4. Finish with Cream and Thicken:
Lower the heat to gentle, then slowly stir in the heavy cream or half-and-half. If you like your soup thicker, mix the flour with cold water to create a smooth slurry and whisk it into the soup gradually. Let it cook for another 5 minutes, stirring frequently, so the soup thickens just a bit and heats through evenly.
5. Serve and Garnish:
Taste the soup and add more salt and pepper if needed. Ladle the soup into bowls and sprinkle with fresh dill or parsley for a bright, fresh touch. Serve hot and enjoy!

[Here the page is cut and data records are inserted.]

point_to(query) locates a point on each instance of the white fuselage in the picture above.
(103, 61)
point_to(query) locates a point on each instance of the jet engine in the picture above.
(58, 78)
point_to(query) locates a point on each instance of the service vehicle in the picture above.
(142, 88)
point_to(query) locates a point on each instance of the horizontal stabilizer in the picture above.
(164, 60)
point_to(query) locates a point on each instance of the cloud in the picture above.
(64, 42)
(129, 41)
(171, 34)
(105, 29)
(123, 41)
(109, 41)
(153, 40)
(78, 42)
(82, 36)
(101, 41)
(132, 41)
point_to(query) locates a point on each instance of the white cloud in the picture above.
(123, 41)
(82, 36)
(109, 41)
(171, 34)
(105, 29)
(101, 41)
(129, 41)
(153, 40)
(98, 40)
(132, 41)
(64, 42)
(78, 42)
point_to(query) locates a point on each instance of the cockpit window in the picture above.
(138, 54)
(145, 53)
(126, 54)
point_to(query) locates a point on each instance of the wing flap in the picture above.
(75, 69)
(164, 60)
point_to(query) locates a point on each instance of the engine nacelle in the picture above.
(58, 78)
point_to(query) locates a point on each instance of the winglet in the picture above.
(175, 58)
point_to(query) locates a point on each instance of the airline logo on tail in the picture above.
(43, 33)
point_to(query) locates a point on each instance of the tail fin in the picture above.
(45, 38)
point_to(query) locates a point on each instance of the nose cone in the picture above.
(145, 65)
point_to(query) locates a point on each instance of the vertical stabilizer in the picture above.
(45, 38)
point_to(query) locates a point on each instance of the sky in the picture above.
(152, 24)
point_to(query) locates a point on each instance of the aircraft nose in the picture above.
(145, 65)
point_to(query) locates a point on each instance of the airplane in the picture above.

Can I Use Frozen Chicken for This Soup?
Yes! Just make sure to thaw it completely before adding it to the soup. The best way is to thaw overnight in the fridge or use the defrost setting on your microwave.
How Can I Store Leftover Soup?
Store leftovers in an airtight container in the fridge for up to 3 days. Reheat gently on the stove or in the microwave, stirring occasionally to keep it creamy and smooth.
Can I Make This Soup Dairy-Free?
Absolutely! Replace the heavy cream with a dairy-free alternative like coconut milk or almond milk. Just add it toward the end to maintain the creamy texture.
What Can I Substitute for Potatoes?
If you want to skip potatoes, try diced sweet potatoes, turnips, or even cauliflower florets. They’ll add different flavors and textures while keeping the soup hearty.